You are viewing a plain text version of this content. The canonical link for it is here.
Posted to solr-user@lucene.apache.org by lalitjangra <la...@gmail.com> on 2014/02/13 06:15:59 UTC

Solr delta indexing approach

Hi,I am working on a prototyope where i have a content source & i am indexing
all documents & strore the index in solr.Now i have pre-condition that my
content source is ever changing means there is always new content added to
it. As i have read that solr use to do indexing on full source only
everytime solr is asked for indexing.But this may lead to underutilization
of reosources as same documents are getting reindexed again & again.Is there
any approach to handle such scenarios. E.g. I have 10000  documents in my
source which have been indexed by solr till today. But next day my source
has 11000 documents. So i want to i ndex only new 1000 documents not all
11000. Can anybody suggest for this?Thanks in advance.



--
View this message in context: http://lucene.472066.n3.nabble.com/Solr-delta-indexing-approach-tp4117068.html
Sent from the Solr - User mailing list archive at Nabble.com.

Re: Solr delta indexing approach

Posted by lalitjangra <la...@gmail.com>.
Thanks all.

I am following couple of articles for same.

I am sending data to solr instead of using DIH and able to successfully
index data in solr.

My concern here is to ensure how to minimize solr indexing so that only
updated data is indexed each time out of all data items.

Is this something OOTB available in solr or we need to do it?

Regards.



--
View this message in context: http://lucene.472066.n3.nabble.com/Solr-delta-indexing-approach-tp4117068p4117087.html
Sent from the Solr - User mailing list archive at Nabble.com.

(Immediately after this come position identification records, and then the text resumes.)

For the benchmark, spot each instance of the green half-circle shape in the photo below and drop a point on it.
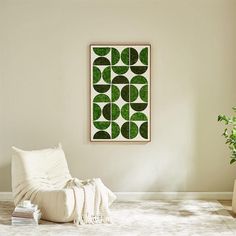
(138, 106)
(138, 69)
(115, 130)
(120, 69)
(125, 56)
(101, 51)
(106, 74)
(139, 116)
(115, 93)
(138, 79)
(96, 74)
(144, 130)
(101, 61)
(101, 88)
(96, 111)
(144, 56)
(115, 56)
(133, 56)
(125, 111)
(101, 135)
(101, 98)
(143, 93)
(120, 79)
(101, 125)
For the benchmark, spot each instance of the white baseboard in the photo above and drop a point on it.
(6, 196)
(131, 196)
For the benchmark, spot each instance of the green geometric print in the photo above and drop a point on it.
(120, 92)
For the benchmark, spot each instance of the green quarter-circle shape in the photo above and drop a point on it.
(138, 79)
(138, 106)
(144, 56)
(115, 111)
(101, 51)
(101, 98)
(143, 130)
(101, 135)
(115, 56)
(115, 130)
(125, 130)
(125, 111)
(129, 130)
(106, 74)
(143, 93)
(101, 88)
(97, 111)
(101, 61)
(111, 111)
(115, 93)
(139, 116)
(106, 111)
(101, 125)
(133, 56)
(125, 56)
(120, 69)
(129, 93)
(120, 79)
(96, 74)
(138, 69)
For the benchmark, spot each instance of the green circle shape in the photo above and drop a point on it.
(115, 93)
(125, 93)
(120, 69)
(133, 130)
(144, 56)
(101, 125)
(101, 135)
(129, 130)
(138, 79)
(115, 130)
(115, 56)
(125, 111)
(106, 111)
(144, 130)
(96, 74)
(103, 51)
(129, 93)
(125, 56)
(143, 93)
(101, 98)
(96, 111)
(115, 111)
(139, 116)
(106, 74)
(133, 56)
(133, 93)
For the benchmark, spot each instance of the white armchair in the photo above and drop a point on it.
(40, 176)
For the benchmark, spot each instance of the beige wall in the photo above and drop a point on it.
(44, 88)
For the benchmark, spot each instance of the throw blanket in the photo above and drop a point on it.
(92, 201)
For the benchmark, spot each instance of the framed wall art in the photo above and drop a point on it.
(120, 92)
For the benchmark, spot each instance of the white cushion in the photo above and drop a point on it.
(41, 175)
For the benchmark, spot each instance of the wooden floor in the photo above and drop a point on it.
(161, 217)
(228, 206)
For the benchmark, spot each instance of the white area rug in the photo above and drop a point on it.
(182, 217)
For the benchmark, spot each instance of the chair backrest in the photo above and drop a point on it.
(45, 168)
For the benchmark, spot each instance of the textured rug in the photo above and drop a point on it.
(175, 217)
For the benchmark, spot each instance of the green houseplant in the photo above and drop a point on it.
(230, 133)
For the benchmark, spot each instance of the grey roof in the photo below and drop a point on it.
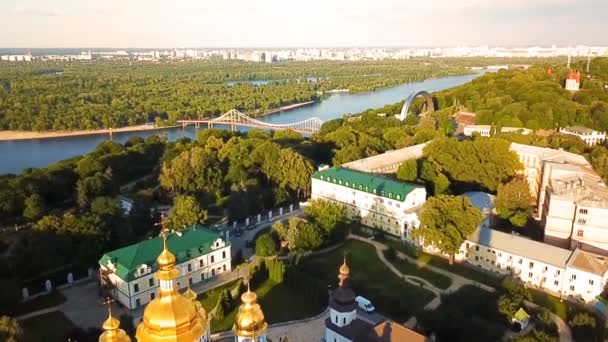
(524, 247)
(589, 262)
(388, 159)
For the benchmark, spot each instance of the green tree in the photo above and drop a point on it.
(582, 319)
(265, 245)
(445, 222)
(308, 238)
(10, 330)
(186, 212)
(486, 162)
(331, 217)
(514, 202)
(193, 171)
(34, 207)
(408, 171)
(295, 172)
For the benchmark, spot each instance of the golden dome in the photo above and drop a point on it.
(190, 294)
(193, 296)
(249, 321)
(166, 263)
(171, 316)
(344, 272)
(112, 331)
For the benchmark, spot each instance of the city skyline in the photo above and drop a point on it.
(271, 23)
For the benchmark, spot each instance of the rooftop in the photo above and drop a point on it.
(585, 189)
(464, 118)
(589, 262)
(193, 242)
(390, 331)
(549, 154)
(390, 159)
(518, 245)
(371, 183)
(578, 130)
(482, 200)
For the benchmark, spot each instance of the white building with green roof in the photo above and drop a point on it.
(379, 202)
(129, 271)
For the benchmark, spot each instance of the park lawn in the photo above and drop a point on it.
(46, 301)
(434, 278)
(469, 314)
(462, 269)
(391, 295)
(208, 299)
(281, 303)
(54, 326)
(273, 298)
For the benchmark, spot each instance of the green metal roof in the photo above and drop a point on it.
(521, 315)
(194, 242)
(367, 182)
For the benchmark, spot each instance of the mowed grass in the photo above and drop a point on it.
(462, 269)
(391, 295)
(54, 326)
(279, 302)
(408, 268)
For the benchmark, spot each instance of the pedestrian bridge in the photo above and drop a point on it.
(235, 118)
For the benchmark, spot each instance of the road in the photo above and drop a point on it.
(240, 242)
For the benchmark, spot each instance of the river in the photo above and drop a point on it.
(18, 155)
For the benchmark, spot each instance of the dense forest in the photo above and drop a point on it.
(535, 99)
(45, 96)
(68, 96)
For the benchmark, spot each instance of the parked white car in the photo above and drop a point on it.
(365, 304)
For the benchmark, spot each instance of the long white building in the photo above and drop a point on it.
(572, 200)
(575, 273)
(572, 203)
(379, 202)
(129, 271)
(589, 136)
(579, 274)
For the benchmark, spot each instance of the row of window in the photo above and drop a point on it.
(151, 282)
(190, 281)
(360, 187)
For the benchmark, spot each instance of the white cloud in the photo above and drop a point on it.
(45, 12)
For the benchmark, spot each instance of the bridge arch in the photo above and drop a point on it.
(430, 105)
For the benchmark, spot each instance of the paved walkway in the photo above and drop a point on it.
(565, 334)
(304, 330)
(458, 281)
(38, 313)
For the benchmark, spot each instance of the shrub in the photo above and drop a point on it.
(265, 245)
(390, 254)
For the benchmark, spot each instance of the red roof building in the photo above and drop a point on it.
(573, 81)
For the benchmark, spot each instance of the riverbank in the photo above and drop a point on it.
(30, 135)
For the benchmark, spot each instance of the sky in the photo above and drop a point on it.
(295, 23)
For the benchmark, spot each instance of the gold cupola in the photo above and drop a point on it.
(193, 296)
(344, 273)
(170, 316)
(249, 321)
(112, 331)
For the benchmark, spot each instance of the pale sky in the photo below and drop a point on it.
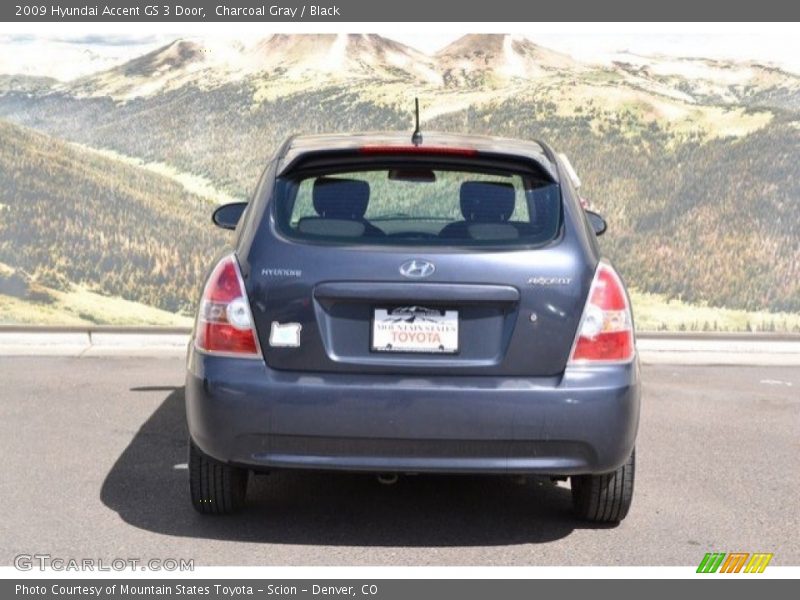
(67, 50)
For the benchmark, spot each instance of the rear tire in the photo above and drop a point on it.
(216, 488)
(604, 498)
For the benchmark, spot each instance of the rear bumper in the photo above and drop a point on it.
(242, 412)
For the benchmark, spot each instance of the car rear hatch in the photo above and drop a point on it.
(416, 263)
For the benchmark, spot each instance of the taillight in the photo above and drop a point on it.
(224, 322)
(605, 333)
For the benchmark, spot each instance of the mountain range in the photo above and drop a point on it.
(693, 160)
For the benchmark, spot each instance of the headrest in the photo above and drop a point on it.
(340, 198)
(487, 201)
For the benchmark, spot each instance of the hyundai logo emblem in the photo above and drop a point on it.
(417, 269)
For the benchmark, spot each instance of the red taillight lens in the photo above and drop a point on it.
(224, 322)
(606, 329)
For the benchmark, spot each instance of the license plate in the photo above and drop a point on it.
(415, 329)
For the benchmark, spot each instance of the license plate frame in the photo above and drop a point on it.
(415, 330)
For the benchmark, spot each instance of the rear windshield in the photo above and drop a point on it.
(419, 205)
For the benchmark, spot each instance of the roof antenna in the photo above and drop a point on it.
(416, 137)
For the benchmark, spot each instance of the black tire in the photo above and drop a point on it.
(604, 498)
(216, 488)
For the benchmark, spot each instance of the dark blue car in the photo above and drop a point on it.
(431, 307)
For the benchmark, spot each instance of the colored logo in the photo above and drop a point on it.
(734, 562)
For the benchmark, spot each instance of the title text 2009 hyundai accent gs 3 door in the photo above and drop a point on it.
(397, 308)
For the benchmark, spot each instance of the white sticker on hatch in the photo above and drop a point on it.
(285, 335)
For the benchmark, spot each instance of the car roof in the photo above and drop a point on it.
(303, 144)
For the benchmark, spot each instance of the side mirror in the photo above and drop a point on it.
(597, 222)
(227, 216)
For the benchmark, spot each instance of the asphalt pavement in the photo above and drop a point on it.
(94, 453)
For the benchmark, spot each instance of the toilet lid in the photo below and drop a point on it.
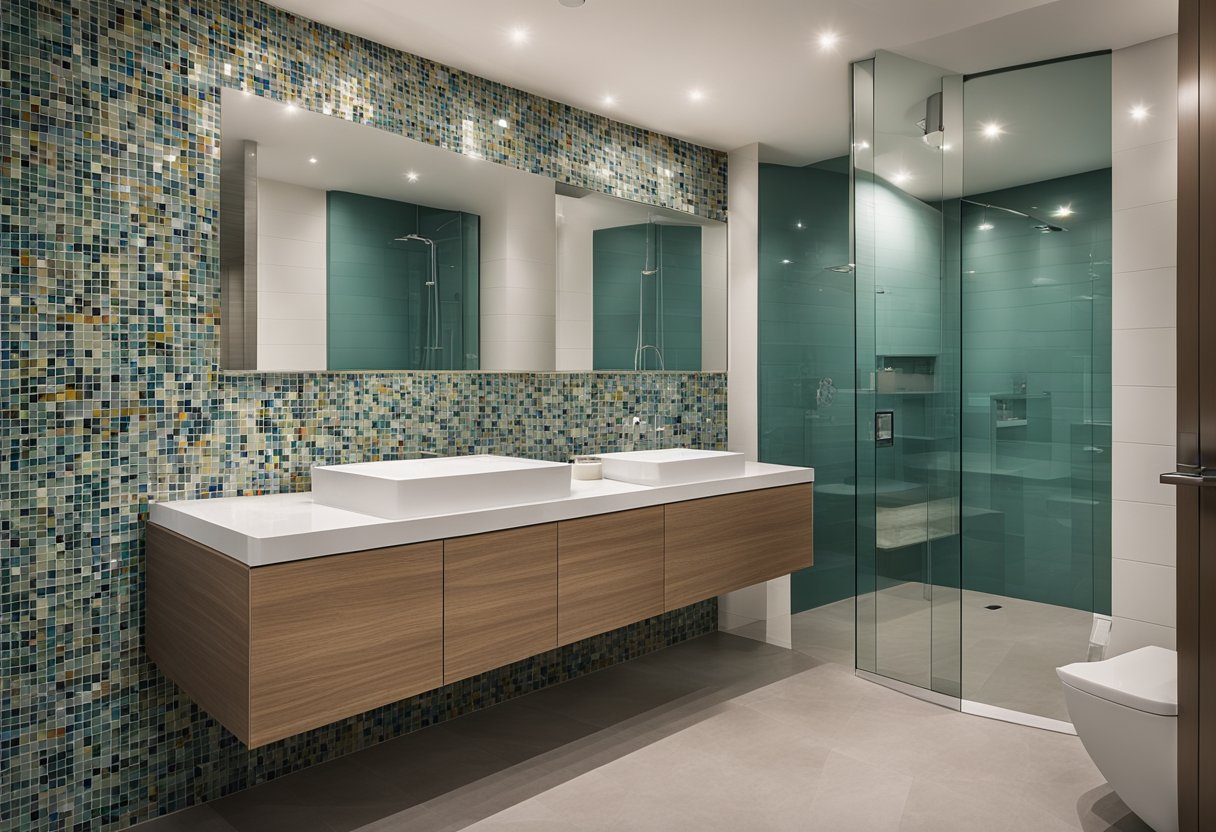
(1144, 679)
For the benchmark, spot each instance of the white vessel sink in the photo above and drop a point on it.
(671, 466)
(439, 485)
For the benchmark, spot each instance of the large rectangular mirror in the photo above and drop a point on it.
(347, 247)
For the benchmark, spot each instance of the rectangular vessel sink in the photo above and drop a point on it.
(442, 485)
(671, 466)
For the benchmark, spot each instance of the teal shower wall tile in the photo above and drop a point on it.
(111, 394)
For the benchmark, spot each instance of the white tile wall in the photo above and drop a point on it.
(1143, 354)
(1144, 532)
(291, 276)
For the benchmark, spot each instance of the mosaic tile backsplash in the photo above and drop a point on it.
(110, 391)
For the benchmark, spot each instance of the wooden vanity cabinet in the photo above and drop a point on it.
(277, 650)
(609, 572)
(725, 543)
(500, 599)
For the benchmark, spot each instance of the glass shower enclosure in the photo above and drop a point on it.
(980, 212)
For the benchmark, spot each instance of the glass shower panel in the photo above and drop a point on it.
(906, 370)
(1035, 243)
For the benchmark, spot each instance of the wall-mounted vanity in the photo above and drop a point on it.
(347, 247)
(281, 613)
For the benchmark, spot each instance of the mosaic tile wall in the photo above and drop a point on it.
(110, 392)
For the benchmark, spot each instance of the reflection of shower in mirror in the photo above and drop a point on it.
(432, 335)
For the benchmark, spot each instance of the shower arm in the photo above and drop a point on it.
(1014, 212)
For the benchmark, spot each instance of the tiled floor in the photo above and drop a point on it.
(718, 734)
(1009, 655)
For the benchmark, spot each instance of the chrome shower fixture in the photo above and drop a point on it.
(1040, 224)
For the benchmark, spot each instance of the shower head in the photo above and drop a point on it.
(1040, 224)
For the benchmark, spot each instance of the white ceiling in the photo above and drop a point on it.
(764, 77)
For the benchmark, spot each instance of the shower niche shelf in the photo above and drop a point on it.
(906, 375)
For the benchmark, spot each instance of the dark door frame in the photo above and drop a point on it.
(1195, 472)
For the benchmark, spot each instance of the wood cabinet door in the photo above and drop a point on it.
(726, 543)
(609, 572)
(335, 636)
(500, 599)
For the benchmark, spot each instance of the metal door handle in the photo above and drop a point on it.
(1191, 478)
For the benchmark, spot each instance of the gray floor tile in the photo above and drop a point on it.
(719, 734)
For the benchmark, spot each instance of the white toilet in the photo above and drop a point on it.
(1126, 712)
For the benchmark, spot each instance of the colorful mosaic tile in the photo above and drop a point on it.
(111, 395)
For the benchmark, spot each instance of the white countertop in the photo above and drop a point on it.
(275, 528)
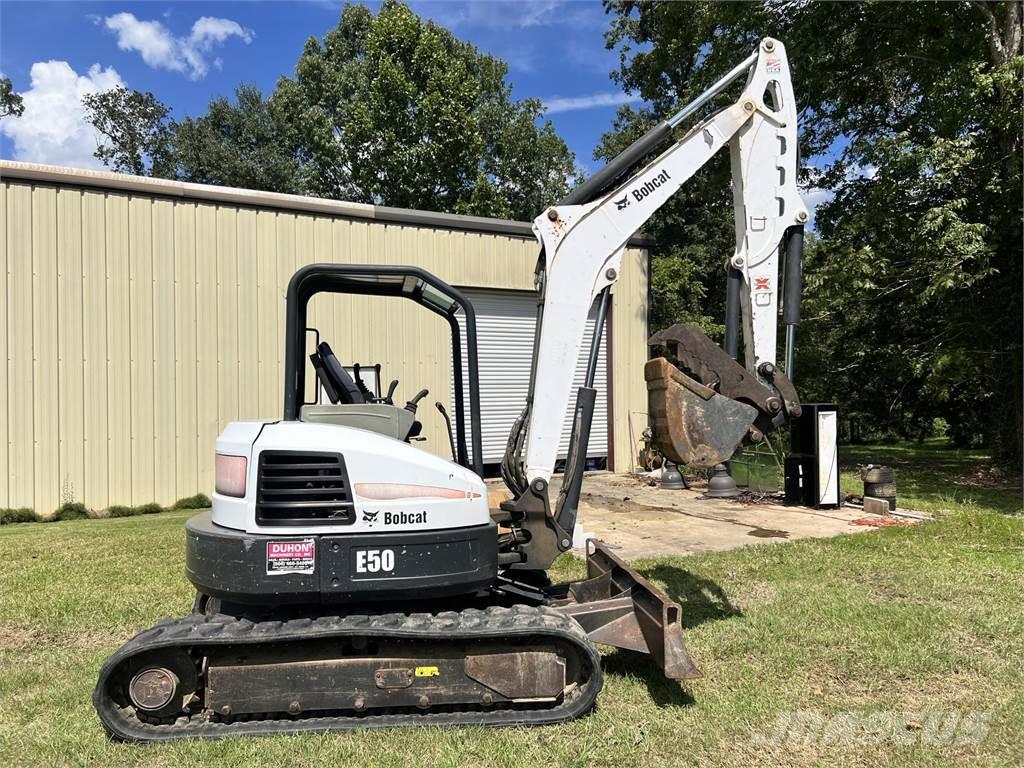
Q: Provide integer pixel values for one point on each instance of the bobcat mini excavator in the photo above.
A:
(347, 579)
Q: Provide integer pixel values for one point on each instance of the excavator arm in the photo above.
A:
(583, 241)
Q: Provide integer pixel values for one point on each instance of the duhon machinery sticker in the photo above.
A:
(291, 557)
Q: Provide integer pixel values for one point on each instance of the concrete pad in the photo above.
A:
(643, 520)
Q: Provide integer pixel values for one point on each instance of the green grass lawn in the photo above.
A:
(907, 622)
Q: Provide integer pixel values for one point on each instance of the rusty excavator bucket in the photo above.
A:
(617, 606)
(693, 424)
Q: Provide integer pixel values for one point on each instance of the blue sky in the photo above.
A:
(189, 52)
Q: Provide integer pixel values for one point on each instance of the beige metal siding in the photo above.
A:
(135, 326)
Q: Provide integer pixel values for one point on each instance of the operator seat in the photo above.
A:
(348, 407)
(343, 384)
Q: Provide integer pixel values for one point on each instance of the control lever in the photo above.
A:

Re: Solr delta indexing approach

Posted by Alexandre Rafalovitch <ar...@gmail.com>.
I'd start from doing Solr tutorial. It will explain a lot of things.
But in summary, you can send data to Solr (best option) or you can
pull it using DataImportHandler. Take your pick, do the tutorial,
maybe read some books. Then come back with specific questions of where
you started.

Regards,
   Alex.
Personal website: http://www.outerthoughts.com/
LinkedIn: http://www.linkedin.com/in/alexandrerafalovitch
- Time is the quality of nature that keeps events from happening all
at once. Lately, it doesn't seem to be working.  (Anonymous  - via GTD
book)


On Thu, Feb 13, 2014 at 12:45 PM, lalitjangra <la...@gmail.com> wrote:
> Thanks Alex,
>
> Yes my source system maintains the crettion & last modificaiton system of
> each document.
>
> As per your inputs, can i assume that next time when solr starts indexing,
> it  scans all the prsent in source but only picks those for indexing which
> are either new or have been updated since last successful indexing.
>
> How solr does this or in short what is solr strategy for indexing? I would
> definitely like to know more about it & if you can share your thoughts on
> same, it would be great.
>
> Regards,
> Lalit.
>
>
>
>
>
>
>
> --
> View this message in context: http://lucene.472066.n3.nabble.com/Solr-delta-indexing-approach-tp4117068p4117077.html
> Sent from the Solr - User mailing list archive at Nabble.com.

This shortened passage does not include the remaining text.